Después de la ventura rural de Pascual Duarte, en que la violencia es un veneno que mata de una, Cela se brinca a la capital de la península para mudar su tema, sí, pero también su forma. La confesión del pobre Pascual, resonante a la confesión tras la misa, se materializaba en un monólogo directo, que daba al protagonista la voz de mando en la narración; las inflexiones ideolécticas, los refranes seleccionados, las muletillas e interjecciones, todo el andamiaje del discurso lo hace andar el habla del extremeño. Llegados a La Colmena, Madrid no cabe en una sola boca. Para ella, Cela abre una auténtica plétora (nada menos que 296 personajes [y cincuenta históricos]) de voces en choque, cuyo resultado son los tampoco nada despreciables 213 fragmentos de prosa en que, dispersas, se acercan, se rechazan, se persiguen y se enfrentan las vidas de los madrileños de la postguerra. En Madrid la vida también mata, pero no de una, sino poco a poco. 

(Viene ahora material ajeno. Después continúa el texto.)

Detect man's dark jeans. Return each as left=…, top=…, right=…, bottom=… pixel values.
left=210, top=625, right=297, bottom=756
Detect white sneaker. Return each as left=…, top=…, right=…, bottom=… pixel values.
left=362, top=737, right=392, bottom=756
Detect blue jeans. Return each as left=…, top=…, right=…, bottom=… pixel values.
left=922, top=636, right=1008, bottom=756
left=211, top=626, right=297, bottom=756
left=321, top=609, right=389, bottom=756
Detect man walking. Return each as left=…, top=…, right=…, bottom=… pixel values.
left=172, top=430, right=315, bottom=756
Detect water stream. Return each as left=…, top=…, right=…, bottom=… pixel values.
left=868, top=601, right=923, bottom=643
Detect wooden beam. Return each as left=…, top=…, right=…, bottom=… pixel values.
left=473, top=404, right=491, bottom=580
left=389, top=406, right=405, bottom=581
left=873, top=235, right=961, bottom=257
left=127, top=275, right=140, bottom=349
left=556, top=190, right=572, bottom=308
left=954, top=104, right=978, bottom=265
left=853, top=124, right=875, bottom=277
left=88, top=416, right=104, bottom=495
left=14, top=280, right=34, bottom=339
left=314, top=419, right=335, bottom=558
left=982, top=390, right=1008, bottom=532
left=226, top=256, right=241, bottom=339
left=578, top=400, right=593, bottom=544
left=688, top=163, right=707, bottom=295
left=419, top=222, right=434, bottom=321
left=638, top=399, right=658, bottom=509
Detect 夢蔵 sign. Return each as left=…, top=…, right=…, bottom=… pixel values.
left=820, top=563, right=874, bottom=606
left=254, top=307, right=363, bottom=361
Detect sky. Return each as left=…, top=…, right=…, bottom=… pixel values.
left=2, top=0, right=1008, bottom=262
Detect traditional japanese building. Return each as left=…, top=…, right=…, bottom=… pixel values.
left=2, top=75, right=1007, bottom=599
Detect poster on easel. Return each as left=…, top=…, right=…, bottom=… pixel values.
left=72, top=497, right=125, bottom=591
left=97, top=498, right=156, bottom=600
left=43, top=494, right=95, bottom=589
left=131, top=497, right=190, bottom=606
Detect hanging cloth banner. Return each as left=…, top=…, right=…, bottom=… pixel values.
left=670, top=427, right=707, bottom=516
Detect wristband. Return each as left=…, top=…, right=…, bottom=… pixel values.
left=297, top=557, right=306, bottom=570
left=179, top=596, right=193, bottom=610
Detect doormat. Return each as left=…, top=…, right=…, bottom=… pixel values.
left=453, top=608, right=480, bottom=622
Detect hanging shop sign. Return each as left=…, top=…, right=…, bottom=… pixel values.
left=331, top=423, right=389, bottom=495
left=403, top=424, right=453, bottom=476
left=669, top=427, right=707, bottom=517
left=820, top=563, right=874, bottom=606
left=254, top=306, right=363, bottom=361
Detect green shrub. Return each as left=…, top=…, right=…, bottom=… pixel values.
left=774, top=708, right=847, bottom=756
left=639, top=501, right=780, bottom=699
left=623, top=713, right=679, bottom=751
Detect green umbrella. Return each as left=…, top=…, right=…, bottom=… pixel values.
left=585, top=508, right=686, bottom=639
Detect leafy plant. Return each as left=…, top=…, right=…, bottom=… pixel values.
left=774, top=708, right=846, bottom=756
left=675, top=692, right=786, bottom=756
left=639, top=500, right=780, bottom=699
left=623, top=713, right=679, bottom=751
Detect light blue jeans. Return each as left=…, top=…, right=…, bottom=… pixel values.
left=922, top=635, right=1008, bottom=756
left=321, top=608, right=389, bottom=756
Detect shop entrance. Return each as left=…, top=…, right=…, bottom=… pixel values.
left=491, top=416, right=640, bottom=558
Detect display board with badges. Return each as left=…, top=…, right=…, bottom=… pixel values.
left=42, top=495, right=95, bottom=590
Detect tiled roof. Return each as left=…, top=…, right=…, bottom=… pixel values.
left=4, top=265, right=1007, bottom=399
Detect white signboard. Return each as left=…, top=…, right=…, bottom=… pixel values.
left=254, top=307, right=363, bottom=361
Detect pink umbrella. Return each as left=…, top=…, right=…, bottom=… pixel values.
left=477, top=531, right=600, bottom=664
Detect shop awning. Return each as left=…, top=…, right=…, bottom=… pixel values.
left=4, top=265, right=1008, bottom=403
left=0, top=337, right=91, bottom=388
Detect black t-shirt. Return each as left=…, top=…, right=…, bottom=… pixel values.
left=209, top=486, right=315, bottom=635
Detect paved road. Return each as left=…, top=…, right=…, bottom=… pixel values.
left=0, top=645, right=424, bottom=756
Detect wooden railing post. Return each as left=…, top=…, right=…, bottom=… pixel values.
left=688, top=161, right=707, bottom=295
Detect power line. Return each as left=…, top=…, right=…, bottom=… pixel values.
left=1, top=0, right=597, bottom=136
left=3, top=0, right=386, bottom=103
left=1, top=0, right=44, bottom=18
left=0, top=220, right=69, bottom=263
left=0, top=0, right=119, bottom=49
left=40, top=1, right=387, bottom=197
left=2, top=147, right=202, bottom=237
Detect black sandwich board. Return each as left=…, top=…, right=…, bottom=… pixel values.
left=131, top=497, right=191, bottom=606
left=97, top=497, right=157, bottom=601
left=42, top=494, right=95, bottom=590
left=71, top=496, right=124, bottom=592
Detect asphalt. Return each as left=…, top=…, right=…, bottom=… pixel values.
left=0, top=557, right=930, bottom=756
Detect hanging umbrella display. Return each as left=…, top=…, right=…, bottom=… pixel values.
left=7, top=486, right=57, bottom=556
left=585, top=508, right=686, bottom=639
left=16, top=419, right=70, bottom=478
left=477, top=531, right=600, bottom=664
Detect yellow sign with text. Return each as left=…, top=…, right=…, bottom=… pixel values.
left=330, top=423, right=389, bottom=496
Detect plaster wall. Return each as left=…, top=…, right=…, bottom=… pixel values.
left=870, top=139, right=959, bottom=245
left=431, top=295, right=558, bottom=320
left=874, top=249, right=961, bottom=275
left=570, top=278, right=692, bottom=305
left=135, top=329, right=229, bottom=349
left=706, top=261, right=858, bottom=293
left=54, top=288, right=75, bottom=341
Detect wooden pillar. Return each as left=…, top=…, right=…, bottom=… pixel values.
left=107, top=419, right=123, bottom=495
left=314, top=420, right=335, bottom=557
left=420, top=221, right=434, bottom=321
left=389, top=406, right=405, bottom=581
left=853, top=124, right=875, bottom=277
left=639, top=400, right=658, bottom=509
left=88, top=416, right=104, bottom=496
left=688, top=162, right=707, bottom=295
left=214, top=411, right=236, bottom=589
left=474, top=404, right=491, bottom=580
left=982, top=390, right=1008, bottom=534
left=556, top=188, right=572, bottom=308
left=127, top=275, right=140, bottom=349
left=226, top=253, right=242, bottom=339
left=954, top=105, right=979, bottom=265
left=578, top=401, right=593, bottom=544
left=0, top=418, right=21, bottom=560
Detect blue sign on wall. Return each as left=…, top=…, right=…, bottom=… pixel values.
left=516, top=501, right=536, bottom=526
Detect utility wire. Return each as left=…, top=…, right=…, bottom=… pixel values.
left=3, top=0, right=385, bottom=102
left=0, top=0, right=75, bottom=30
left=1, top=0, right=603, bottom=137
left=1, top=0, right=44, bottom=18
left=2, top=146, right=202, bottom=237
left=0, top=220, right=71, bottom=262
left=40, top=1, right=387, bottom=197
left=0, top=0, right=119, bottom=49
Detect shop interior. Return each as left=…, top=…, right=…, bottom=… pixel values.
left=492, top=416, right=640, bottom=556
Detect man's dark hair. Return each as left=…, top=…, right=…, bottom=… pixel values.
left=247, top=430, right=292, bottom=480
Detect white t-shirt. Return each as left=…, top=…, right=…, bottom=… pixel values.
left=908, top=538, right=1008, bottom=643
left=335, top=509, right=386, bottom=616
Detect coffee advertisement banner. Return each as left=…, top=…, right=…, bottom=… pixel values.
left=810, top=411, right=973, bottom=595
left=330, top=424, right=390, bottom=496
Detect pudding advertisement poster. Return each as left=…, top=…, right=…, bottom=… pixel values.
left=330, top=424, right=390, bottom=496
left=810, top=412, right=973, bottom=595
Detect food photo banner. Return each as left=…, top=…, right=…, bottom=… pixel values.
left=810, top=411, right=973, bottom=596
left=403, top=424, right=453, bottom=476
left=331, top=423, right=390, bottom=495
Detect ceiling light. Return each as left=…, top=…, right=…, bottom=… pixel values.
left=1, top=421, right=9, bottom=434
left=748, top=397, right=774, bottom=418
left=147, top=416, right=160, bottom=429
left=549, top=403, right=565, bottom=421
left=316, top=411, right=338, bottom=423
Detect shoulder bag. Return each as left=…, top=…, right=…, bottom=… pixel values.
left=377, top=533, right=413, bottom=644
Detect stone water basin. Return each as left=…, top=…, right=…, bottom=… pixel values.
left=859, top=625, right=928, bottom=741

Estas letras urbanas, a diferencia de tantas otras que estaban siendo escritas por aquellos ayeres, tuvo el factor diferenciador de la dictadura de Francisco Franco, cuya dirigencia dejó a una España tan mal parada frente al resto del mundo (pues había colaborado activamente con el fascismo de Hitler y Mussolini, y ganado en parte por su apoyo la previa guerra civil) que su tiempo se vio así como tambaleado sobre su propia duración, concentrado entre el espacio en blanco que separaba los días de sus calendarios. Tal ausencia de espíritu, que era antónimo de lo vivido en muchas otras urbes, le dotó de una posición diferente en el mapa de las literaturas sobre la ciudad. Al comparar La Colmena con otra novela urbana del medio siglo (Ojerosa y pintada, de Agustín Yáñez) vemos pronto la diferencia. La ciudad de México está viva, estirándose a diario, aboliendo sus propias fronteras verticales y horizontales; su estructura narrativa es la de una dejada, una ida en taxi en que cada conversación, cada frenón y cada mirada al retrovisor devuelve la voz de una ciudad que no para de moverse, de cambiar a velocidades tan disparejas en tantas partes diferentes, que cuesta creer que algo así pueda ser retenido, siquiera, tras un nombre tan cortito como Ciudad de México (hoy día más cortito todavía: CDMX). Madrid, frente a Chilangolandia, es una ruina, más que arquitectónica, humana. 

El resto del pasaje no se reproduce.